The first three days I had a regular schedule with even some extra free time because the skiing sucked. Day four was a much different story: I had to work at Targhee. I thought I was well-prepared for that. I had a green smoothie (with no sweeetner) and some goji berries and 4 thermoses of tea and 2 water bottles. I drank all the tea, ate all the goji berries, drank 1.25 water bottles and some of my green smoothie. That was the problem. The green smoothie was so bitter it made me gag to drink it. Then the catered Targhee lunches came. I put mine in my bag, thinking I would eat it next week after my cleanse was over. But I was hungry. Then the crankiness started setting in. While looking for a bandaid, I noticed a Kate’s Real Food bar in my bag. I put it in my pocket and went for a short walk. Then I ate it while looking out the window at skiers on the slushy snow. Then I went upstairs and proceeded to eat all of my lunch (except the turkey because I don’t know where it came from). It was conscious eating, although I did realize that by eating one thing, I was very excited and interested in eating more.
But I digress. What was most interesting to me was the change in my psyche after eating. Surely, I had a gut ache from eating Targhee food, but after that, and even underneath that, I had a conversation with myself. Myself said, “Stop trying so hard.” Now, that can be interpreted many ways, but I know what it meant. It meant that just because you hear someone say that most people’s livers and digestion are all fekakteh, that doesn’t mean you necessarily. It might include you, and it also might not include you. And even more essentially, “Stop trying so hard” said to me, “Please relax. Please release. Please stop trying to “do something” all the time. Just be.”
This was apparent to me at another time recently; I was so frustrated that I got stuck in the snow in our driveway, so worried that my housesitter Sara would get stuck, so worried about coming home and getting stuck or ruining my car, and then worried about Dave getting stuck when he came home, worried, worried, worried ad infinitum.
And so, I made phone calls, asked questions, sent emails, fretted, thought, wondered, meditated, prayed, pondered. Then when I did get a good idea (a mixture of ideas from all of my inquiries), I promptly went to ACE, bought sand and salt, spread it out, and chipped away three times in 24 hours.

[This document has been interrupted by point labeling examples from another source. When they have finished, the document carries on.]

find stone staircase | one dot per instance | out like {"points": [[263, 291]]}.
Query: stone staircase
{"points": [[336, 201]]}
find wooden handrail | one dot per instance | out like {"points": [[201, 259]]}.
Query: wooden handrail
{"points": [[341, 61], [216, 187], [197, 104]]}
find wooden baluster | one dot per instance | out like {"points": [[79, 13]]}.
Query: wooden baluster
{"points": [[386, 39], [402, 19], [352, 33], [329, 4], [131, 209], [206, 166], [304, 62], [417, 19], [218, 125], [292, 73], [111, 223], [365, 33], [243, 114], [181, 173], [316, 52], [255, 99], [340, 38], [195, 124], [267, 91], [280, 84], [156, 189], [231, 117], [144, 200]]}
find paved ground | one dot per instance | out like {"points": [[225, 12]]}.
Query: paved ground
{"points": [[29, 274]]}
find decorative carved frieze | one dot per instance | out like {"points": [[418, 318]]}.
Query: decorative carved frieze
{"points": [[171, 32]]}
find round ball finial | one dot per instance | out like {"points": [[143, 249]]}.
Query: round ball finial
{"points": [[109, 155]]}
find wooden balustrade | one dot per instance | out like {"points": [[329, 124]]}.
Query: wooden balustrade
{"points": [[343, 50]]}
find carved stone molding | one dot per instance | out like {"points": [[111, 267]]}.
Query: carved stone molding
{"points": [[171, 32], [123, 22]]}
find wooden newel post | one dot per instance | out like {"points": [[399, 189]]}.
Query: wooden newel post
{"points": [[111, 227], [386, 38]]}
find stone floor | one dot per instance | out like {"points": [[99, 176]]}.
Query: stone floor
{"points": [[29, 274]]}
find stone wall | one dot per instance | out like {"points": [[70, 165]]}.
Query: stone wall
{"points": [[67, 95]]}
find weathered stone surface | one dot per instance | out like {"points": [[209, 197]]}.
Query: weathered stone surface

As I was chipping, I realized how much better I felt. It was then that I realized my need to “do.” Surely, the driveway/ice situation would have been rectified in one way or another (and it was, as it turned out, the weather turned so warm that now, less than a week later, the entire driveway is either mud or puddle), but I could not be at peace until I was doing something to help it along.
This reminds me of when Enrique was sick and I would constantly bring him water or tuna juice or yogurt or make a bed or sing to him or look for him or pet his paw or stare at him or sit near him or something, anything, something! My nickname became “The Hovercraft” and one day, when I was especially heartbroken and frustrated, Dave said to me, “I understand. You just want to do something because you know that you really can’t do anything.”
And so I see now that my cleanse was in part due to my crazy toxic diet the week before I decided to cleanse (lots of coffee, sugar, and snacking - a great sign that I need to rein it in!). And I also see (and hear from my inner guidance) that the cleanse is done. It played its part and now I can reflect on the lessons. The first one is to stop trying so hard.
Thank you, Universe. I will stop trying so hard. Instead of distracting myself with menial tasks or packing my schedule so full that I don’t even have time for menial tasks, much less a great breakfast with Bus Driver Jim, I will do what is necessary, what is my duty, and I will let the rest go.
In India, there is a stunning fire ritual in which someone spoons a ladle-full of ghee into the fire to the pace of a beautiful chant for many hours. With each offering to the fire, the word “Swaha” is spoken or chanted. I love this word. My personal translation of it is much like the 12-step adage “Let Go and Let God.” At the end of the day or the end of anything, really, you just pick it up in whatever neat or messy package it ended up being and you toss it into the fire. You clap the remaining dust off your hands and you let it go. “Swaha!” you say, “Swaha.” The remainder is smoke, ashes, and bright, sweet light!